화학공학소재연구정보센터
Energy & Fuels, Vol.25, No.6, 2526-2541, 2011
Theoretical Study of the sigma-pi and pi-pi Interactions in Heteroaromatic Monocyclic Molecular Complexes of Benzene, Pyridine, and Thiophene Dimers: Implications on the Resin-Asphaltene Stability in Crude Oil
Asphaltenes are molecular structures that are composed of polyaromatic and polyheteroaromatic condensed nuclei, where benzene, pyridine, and thiophene rings are the smallest basic structural units. A deep understanding of the electronic features governing the interaction between these primary units is essential for subsequent rationalization of the nature of larger scale inter- and intramolecular interactions between asphaltenes, which could help to enrich the knowledge of why these compounds tend to aggregate and then to flocculate in oil operation processes.

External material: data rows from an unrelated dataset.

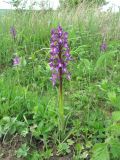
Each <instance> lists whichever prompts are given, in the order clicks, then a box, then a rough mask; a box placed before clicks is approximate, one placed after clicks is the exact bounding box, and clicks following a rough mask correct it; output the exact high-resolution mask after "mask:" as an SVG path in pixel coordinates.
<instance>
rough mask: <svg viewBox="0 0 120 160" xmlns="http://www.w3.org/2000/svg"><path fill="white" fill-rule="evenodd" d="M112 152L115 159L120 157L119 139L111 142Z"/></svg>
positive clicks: (119, 141) (111, 140) (110, 146)
mask: <svg viewBox="0 0 120 160" xmlns="http://www.w3.org/2000/svg"><path fill="white" fill-rule="evenodd" d="M110 151H111V153H112V156H113V157H114V158H119V157H120V140H119V139H112V140H111V141H110Z"/></svg>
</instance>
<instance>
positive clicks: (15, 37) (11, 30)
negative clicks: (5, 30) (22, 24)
mask: <svg viewBox="0 0 120 160" xmlns="http://www.w3.org/2000/svg"><path fill="white" fill-rule="evenodd" d="M10 33H11V35H12V37H13V39H14V40H15V39H16V34H17V33H16V29H15V27H14V26H12V27H11V28H10Z"/></svg>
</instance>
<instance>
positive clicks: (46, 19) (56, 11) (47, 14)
mask: <svg viewBox="0 0 120 160" xmlns="http://www.w3.org/2000/svg"><path fill="white" fill-rule="evenodd" d="M66 2H67V1H66ZM76 2H77V1H76ZM92 2H93V1H92ZM71 4H72V5H74V2H72V3H71ZM119 15H120V14H119V13H118V14H116V13H115V14H112V13H109V14H108V13H105V14H104V13H102V12H99V11H98V10H96V7H95V6H94V5H93V7H88V6H84V5H82V4H81V5H80V6H79V7H78V8H74V7H72V8H71V9H70V10H69V9H64V10H62V9H61V10H57V11H46V12H44V13H43V11H25V12H24V11H23V12H14V11H11V12H9V14H7V13H6V15H4V16H0V26H1V27H0V38H1V41H0V159H2V158H3V159H5V158H6V159H8V157H6V156H7V155H8V154H7V152H6V148H7V147H8V146H9V147H8V148H10V147H11V152H12V153H11V152H10V153H9V155H12V154H14V153H15V150H17V151H16V156H17V159H18V160H19V159H20V158H25V159H28V160H43V159H50V158H51V157H52V158H54V159H59V158H60V157H61V156H62V157H64V159H67V158H68V157H71V158H72V159H74V160H79V159H81V160H85V159H96V160H99V159H100V160H104V159H105V160H108V159H112V160H119V157H120V154H119V150H120V143H119V136H120V85H119V81H120V74H119V73H120V44H119V39H120V35H119V33H120V27H119V18H120V16H119ZM58 24H61V25H62V26H63V28H64V29H65V30H66V31H67V32H68V33H69V44H70V49H71V55H72V58H73V60H72V61H71V63H70V65H69V68H70V72H71V80H70V81H69V82H66V81H64V82H63V85H64V102H65V103H64V106H65V115H66V117H65V129H64V131H63V133H64V134H63V141H62V142H61V140H60V132H59V130H58V118H57V117H58V99H57V98H56V97H57V93H58V91H57V87H54V88H53V87H52V84H51V81H50V76H51V75H50V67H49V64H48V62H49V52H50V48H49V43H50V30H51V28H54V27H56V26H57V25H58ZM106 24H107V25H106ZM11 26H14V27H15V28H16V31H17V37H16V41H15V42H14V40H13V39H12V37H11V34H10V27H11ZM103 34H104V37H105V40H106V44H107V49H106V51H105V52H101V51H100V45H101V43H102V40H103V36H102V35H103ZM14 55H18V56H19V57H20V60H21V63H20V65H19V66H17V67H13V66H12V63H11V60H12V59H13V57H14ZM21 139H22V141H21ZM16 144H17V146H16ZM21 144H24V145H22V146H21ZM6 145H7V146H6ZM1 146H2V147H1ZM14 146H15V148H12V147H14ZM19 146H21V147H20V148H18V147H19ZM13 152H14V153H13ZM14 155H15V154H14ZM18 157H20V158H18ZM10 158H11V157H10ZM10 158H9V159H10ZM15 158H16V157H14V156H13V157H12V158H11V159H15Z"/></svg>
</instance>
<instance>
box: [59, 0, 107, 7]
mask: <svg viewBox="0 0 120 160" xmlns="http://www.w3.org/2000/svg"><path fill="white" fill-rule="evenodd" d="M105 2H106V1H105V0H60V4H61V7H74V6H77V5H79V4H80V3H88V4H97V5H103V4H105Z"/></svg>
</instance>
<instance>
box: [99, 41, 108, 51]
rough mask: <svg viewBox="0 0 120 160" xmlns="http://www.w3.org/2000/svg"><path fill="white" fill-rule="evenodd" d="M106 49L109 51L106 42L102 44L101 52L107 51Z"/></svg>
mask: <svg viewBox="0 0 120 160" xmlns="http://www.w3.org/2000/svg"><path fill="white" fill-rule="evenodd" d="M106 49H107V44H106V43H105V42H102V44H101V46H100V50H101V52H104V51H106Z"/></svg>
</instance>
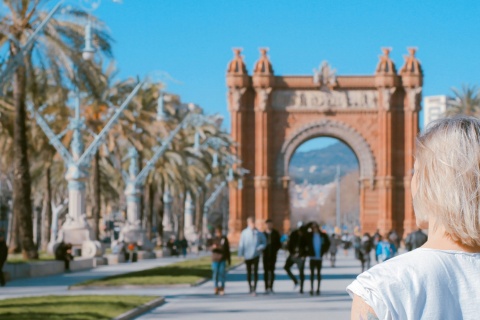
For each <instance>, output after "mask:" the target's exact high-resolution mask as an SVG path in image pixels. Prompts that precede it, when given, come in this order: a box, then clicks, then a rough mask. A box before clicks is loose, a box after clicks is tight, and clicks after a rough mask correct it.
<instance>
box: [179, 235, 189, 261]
mask: <svg viewBox="0 0 480 320" xmlns="http://www.w3.org/2000/svg"><path fill="white" fill-rule="evenodd" d="M178 248H180V251H181V252H182V256H183V257H184V258H186V257H187V250H188V241H187V239H185V237H182V238H181V239H180V241H179V242H178Z"/></svg>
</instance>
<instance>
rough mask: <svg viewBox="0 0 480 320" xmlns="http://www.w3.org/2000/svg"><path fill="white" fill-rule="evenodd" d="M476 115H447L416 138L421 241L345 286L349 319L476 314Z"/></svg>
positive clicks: (479, 235)
mask: <svg viewBox="0 0 480 320" xmlns="http://www.w3.org/2000/svg"><path fill="white" fill-rule="evenodd" d="M479 141H480V120H479V119H478V118H474V117H466V116H460V117H446V118H442V119H439V120H436V121H434V122H432V123H431V124H430V125H429V126H428V127H427V128H426V130H425V131H423V132H422V133H421V134H420V135H419V137H418V138H417V141H416V147H415V154H414V156H415V164H414V172H413V176H412V180H411V184H410V188H411V198H412V199H413V207H414V210H415V218H416V223H417V226H418V228H421V229H428V240H427V242H426V243H425V244H424V245H423V246H422V247H421V248H417V249H416V250H412V251H411V252H407V253H405V254H402V255H399V256H397V257H395V258H393V259H390V260H388V261H386V262H385V263H382V264H379V265H376V266H374V267H372V268H371V269H370V270H368V271H366V272H364V273H362V274H360V275H359V276H358V277H357V279H356V280H355V281H354V282H353V283H352V284H351V285H350V286H348V288H347V291H348V293H349V294H350V295H351V296H352V298H353V303H352V311H351V318H352V319H367V318H369V319H479V316H480V303H478V302H479V301H480V286H479V285H478V284H479V283H480V272H479V270H480V211H479V208H480V197H479V190H480V144H479Z"/></svg>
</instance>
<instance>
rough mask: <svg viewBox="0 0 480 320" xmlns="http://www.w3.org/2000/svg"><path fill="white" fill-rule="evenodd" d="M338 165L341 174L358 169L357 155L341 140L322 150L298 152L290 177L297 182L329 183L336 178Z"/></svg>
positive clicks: (295, 159)
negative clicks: (339, 166)
mask: <svg viewBox="0 0 480 320" xmlns="http://www.w3.org/2000/svg"><path fill="white" fill-rule="evenodd" d="M337 165H340V170H341V176H344V175H345V174H346V173H348V172H351V171H354V170H358V161H357V157H356V156H355V154H354V153H353V151H352V150H351V149H350V148H349V147H347V146H346V145H345V144H343V143H340V142H338V143H335V144H333V145H330V146H328V147H326V148H323V149H320V150H311V151H306V152H296V153H295V154H294V155H293V157H292V160H291V161H290V178H291V179H292V180H293V181H294V182H295V183H297V184H301V183H304V182H307V183H310V184H327V183H330V182H332V181H334V180H335V175H336V172H337Z"/></svg>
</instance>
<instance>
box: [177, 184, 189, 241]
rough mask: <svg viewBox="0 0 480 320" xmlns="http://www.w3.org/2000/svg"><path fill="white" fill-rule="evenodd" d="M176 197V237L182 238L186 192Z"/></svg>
mask: <svg viewBox="0 0 480 320" xmlns="http://www.w3.org/2000/svg"><path fill="white" fill-rule="evenodd" d="M176 198H177V201H176V202H177V205H176V207H177V208H178V210H177V212H178V227H177V235H178V239H183V238H184V237H185V199H186V198H187V195H186V193H185V194H183V195H181V196H178V197H176Z"/></svg>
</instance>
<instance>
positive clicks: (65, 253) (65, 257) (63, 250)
mask: <svg viewBox="0 0 480 320" xmlns="http://www.w3.org/2000/svg"><path fill="white" fill-rule="evenodd" d="M55 260H60V261H63V262H64V263H65V271H70V261H71V260H73V256H72V245H71V244H70V243H65V242H63V241H62V242H60V244H59V245H58V247H57V248H56V249H55Z"/></svg>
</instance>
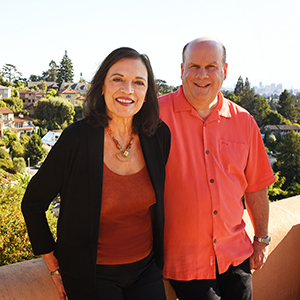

In this work, we study the intermolecular interaction potentials of benzene-benzene, thiophene-thiophene, pyridine-pyridine, benzene-pyridine, benzene-thiophene, and pyridine-thiophene molecular complexes by using the self-consistent generalized gradient approximation density functional theory with the Perdew-Wang 91 functional (DFT/GGA PW91) in conjunction with the DNP double numerical basis set. In order to understand the dominant electronic interaction of these complexes in terms of the sigma-pi and pi-pi electronic interactions, the three most important structural conformations (parallel, antiparallel, and T-shaped) were chosen. These calculations were performed with the DMol3Materials Studio 4.0 program. It was found that the results of the interaction energies calculated with DFT/GGA PW91 are consistent with those reported in the literature for benzene and thiophene dimers. To gain insight about the stability of the studied complexes, their molecular interaction polarizability was evaluated at the PW91PW91/6-31+G(d,p) level of theory. This property allowed us to explain the attraction and repulsion that occur in these dimer formation processes. These statements were also corroborated at the MP2 and MP4 levels of theory for benzene, pyridine, and thiophene homodimer parallel conformations. Additional CCSD/6-31+G(d,p) calculations were performed for the interaction energies of these dimers. To correlate these findings with the stability of crude oil, a real asphaltene and resin dimer complex structure was fully optimized at the PW91/DNP level. The results of interaction energy, which is in good agreement with the value predicted in the literature, and the large value of the interaction polarizability allowed us to explain the stability of these systems.